Firli menganggap bahwa dengan kemajuan teknologi, film bukan lagi sekadar tontonan yang menghibur mata. Ia menganggap film bisa menjadi media untuk melakukan kampanye pencegahan tindakan pidana korupsi.
"Di era digital dan pesatnya kemajuan teknologi saat ini, kami memandang film bukan lagi sekadar tontonan yang sarat hiburan semata, melainkan juga sebagai sarana edukasi sekaligus media campaign program-program strategis KPK, seperti pencegahan tindak pidana korupsi?," ujar Firli dalam keterangan tertulis, Selasa (30/3).
Firli mengatakan bahwa saat ini banyak film Indonesia yang telah menyertakan pesan-pesan antikorupsi di dalamnya. Film-film tersebut juga turut diperankan oleh aktor dan aktris Indonesia papan atas. Mengetahui hal tersebut, Firli mengaku senang.
"Sudah tidak terhitung lagi film-film indie bertemakan antikorupsi yang mereka produksi dengan biaya sendiri, telah beredar luas dan gratis ditonton melalui jejaring media sosial," lanjutnya.
Firli mengungkapkan bahwa KPK kerap kali mengadakan festival film yang khusus bertemakan antikorupsi yakni "Anti Corruption Film Festival" (ACFFest). Film-film yang dilombakan dalam ACFFest sepenuhnya akan digunakan untuk edukasi dan pencegahan korupsi.
Firli mengatakan film-film tersebut akan disosialisasikan di berbagai media dan fasilitas publik tanpa batas waktu. Hal ini dilakukan pihaknya sebagai salah satu upaya pencegahan tindak pidana korupsi.
"Hasil film pendek ini akan KPK gunakan sepenuhnya untuk keperluan pendidikan, sosialisasi dan kampanye antikorupsi di berbagai media dan fasilitas publik tanpa batas waktu," ungkap Firli. "Ini sebagai salah satu upaya pencegahan korupsi agar tak lagi berurat akar di republik ini."

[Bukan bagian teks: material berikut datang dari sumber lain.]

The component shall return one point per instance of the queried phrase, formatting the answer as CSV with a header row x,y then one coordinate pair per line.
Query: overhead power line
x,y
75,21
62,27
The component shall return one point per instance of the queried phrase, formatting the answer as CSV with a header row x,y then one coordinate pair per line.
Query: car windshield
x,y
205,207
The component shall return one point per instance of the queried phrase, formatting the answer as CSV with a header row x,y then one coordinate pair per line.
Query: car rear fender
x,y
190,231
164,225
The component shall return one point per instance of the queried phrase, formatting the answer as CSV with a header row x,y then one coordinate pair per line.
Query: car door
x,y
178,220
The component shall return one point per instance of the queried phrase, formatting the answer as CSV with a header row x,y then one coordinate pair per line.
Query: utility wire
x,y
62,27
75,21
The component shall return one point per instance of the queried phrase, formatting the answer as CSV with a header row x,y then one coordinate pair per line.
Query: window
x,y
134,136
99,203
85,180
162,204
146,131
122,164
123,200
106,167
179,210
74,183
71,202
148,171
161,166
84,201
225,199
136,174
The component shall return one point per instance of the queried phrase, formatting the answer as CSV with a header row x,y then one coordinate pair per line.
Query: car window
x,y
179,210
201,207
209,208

Menurut Firli dengan adanya film-film yang mengangkat perjuangan melawan korupsi, itu adalah hal yang bagus. Mengingatkan betapa pentingnya nilai-nilai kebaikan, kejujuran dan kesederhanaan untuk membangun sebuah integritas.
"Melalui film-film bertemakan antikorupsi, semangat antikorupsi bisa tumbuh berkembang serta mengisi relung hati, jiwa dan pikiran setiap eksponen bangsa di negeri ini untuk menggapai sekaligus mewujudkan cita-cita NKRI bebas korupsi," tutup Firli.